Yes, accidents like these happen, but what is great is that no child was harmed or 'lost' just mixed up.

My daughter flies out west to see my mom and sister and has since she was 8 or 9. One year she had to change planes in Dulles (we were in North Carolina at the time) and everything was fine.

Sure, I'm nervous and a wreck until someone calls me to let me know she got in OK, but the experience has been awesome for her.

Elana Centor 5 pts

While I appreciated the extra attention the airlines provided for my 9 year old, by the time she was 13 and 14, I had enough confidence in her that I thought it was ridiculous and expensive for her to be an unaccompanied minor. Can I just say the 13 year old Berit really disliked being treated like a "child."
And of course, at the time that she could fly by herself, she was eligible for drivers ed. When you're a mom, life is a bowl of worries.

Elana

BlogHer Contributing Editor: Business & Career

FunnyBusiness ( http://funnybusiness.typepad.com/funnybusiness )

Denise 9 pts moderator

She blogged about the Delta mix up and her kids' experience flying alone just a few weeks ago.

Read Selfish Mom

Some of our kids have flown alone, some haven't. I worry in the way that I always worry about them - that normal mom way. But I suck it up and bug them to CALL ME or TEXT ME or for the love of G-d update your Facebook page so I'll know you're fine.

Michelle (20) is heading to NYC for Punk Island next weekend (with no firm plans of where she's spending her nights) - that worries me. She made a similar trip to Miami for a weekend music fest last month, (again no firm plans of where she was sleeping... "Mom, I'll sleep on the beach...")
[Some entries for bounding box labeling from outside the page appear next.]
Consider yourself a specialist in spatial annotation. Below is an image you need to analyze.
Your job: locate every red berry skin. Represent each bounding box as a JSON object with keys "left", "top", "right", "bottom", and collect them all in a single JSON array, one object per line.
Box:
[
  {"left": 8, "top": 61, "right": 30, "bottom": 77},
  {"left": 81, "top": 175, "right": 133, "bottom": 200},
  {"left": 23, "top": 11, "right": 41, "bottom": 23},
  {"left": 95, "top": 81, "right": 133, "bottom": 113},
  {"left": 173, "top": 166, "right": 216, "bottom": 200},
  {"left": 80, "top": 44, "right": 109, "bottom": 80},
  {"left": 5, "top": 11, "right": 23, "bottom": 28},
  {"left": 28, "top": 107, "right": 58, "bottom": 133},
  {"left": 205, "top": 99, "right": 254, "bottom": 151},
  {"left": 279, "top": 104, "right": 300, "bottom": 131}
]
She knows to text me every single day or I will track her down and make her wish something BAD had happened so she'd have an excuse for making me worry.

Sure I worry but I'm glad she's out in the world doing interesting things, learning lessons. That's what our kids are supposed to do. Fly unaccompanied at 9? Sure. No problem.

~Denise
BlogHer Community Manager
Life. Flow. Fluctuate.

JennaHatfield 10 pts

I flew alone regularly in the 80's and 90's. My dad worked for the airlines and we flew for free. That said, I always flew on a flight that was staffed by someone we knew. I got on the plane last. I got off last. I was always accompanied by whomever was assigned to me.

Would I let my kids do it now? Well, they're four and two. Will I let them when they're nine? I don't know. Nowadays? Probably not. But it's not totally impossible.

Jenna Hatfield (@FireMom ( http://twitter.com/FireMom )), from Stop, Drop and Blog ( http://stopdropandblog.com ) and The Chronicles of Munchkin Land ( http://thechroniclesofmunchkinland.com ), is a freelance writer and newspaper photographer.

IsleDance 5 pts

Gah, no. :o) And while I don't have children, I've cared for enough to know I couldn't do it. Not easily, anyway. That said, I'd train them for seeing things like this as an adventure. And as long as Delta refunded the $200, yay.